In this experiment, younger adults with normal hearing listened to consonant–vowel (CV) syllables and sentences at a range of speech levels in the presence of a broadband noise at a fixed SNR. Speech was processed using noiseband vocoding to minimize spectral information while preserving speech envelope cues. The speech levels included low levels, at which the speech envelope is presumed to be in a more linear region. Additional speech levels were selected to represent mid levels, where the envelope is expected to be most compressed, and higher levels, where speech would be processed more linearly. CV syllables and sentences were included to determine the extent to which effects of compression on temporal envelope information differ for these stimuli.
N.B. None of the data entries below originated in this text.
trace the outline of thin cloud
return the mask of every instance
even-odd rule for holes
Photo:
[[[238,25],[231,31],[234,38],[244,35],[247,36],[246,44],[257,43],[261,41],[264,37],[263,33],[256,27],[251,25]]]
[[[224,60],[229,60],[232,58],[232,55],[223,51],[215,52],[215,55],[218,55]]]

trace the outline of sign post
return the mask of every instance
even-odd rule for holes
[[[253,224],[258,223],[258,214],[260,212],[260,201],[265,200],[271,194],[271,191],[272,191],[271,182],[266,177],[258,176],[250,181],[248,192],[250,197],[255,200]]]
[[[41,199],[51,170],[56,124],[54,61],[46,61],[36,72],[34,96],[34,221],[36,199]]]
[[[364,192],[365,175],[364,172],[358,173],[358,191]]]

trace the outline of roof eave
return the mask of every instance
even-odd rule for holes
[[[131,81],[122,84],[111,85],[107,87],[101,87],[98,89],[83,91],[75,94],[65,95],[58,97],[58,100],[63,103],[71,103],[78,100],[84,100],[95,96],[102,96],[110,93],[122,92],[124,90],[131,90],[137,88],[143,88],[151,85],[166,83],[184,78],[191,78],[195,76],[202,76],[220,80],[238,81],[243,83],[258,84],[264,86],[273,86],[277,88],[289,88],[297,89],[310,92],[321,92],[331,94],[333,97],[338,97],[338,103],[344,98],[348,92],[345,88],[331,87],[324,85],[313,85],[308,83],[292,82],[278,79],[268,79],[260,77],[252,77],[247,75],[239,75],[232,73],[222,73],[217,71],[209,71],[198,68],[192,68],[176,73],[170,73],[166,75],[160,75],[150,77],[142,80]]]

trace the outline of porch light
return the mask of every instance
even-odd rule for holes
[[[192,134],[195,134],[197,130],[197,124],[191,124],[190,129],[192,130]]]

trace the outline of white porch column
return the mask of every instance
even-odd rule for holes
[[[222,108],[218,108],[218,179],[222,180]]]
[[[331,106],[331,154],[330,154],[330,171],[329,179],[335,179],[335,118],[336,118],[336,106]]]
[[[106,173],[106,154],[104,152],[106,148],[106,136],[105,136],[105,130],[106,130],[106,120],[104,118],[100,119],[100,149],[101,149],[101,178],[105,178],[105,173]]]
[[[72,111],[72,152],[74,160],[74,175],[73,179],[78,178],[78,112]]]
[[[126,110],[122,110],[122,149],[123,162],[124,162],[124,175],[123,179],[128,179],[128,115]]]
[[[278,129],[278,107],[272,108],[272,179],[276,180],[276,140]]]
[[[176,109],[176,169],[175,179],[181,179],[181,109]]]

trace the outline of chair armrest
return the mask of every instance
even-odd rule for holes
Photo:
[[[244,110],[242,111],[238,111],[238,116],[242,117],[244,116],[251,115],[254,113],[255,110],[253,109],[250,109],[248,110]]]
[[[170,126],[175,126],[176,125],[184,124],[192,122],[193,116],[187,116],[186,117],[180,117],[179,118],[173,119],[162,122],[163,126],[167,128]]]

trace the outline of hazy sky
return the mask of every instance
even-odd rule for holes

Level-dependent changes in recognition of noise-vocoded consonants and key words in sentences were assessed. For consonant recognition, analysis also included level-dependent changes in information transmission of certain acoustic-phonetic features, including those that rely primarily on temporal envelope cues. Information transmitted for specific features is predicted to change in a level-dependent manner, to the extent that the feature is susceptible to changes in temporal-envelope information. That is, a feature that relies primarily on temporal-envelope cues would be more susceptible to changes in those cues, which in turn would result in more confusions between consonants differentiated by that feature (Hornsby et al. 2005).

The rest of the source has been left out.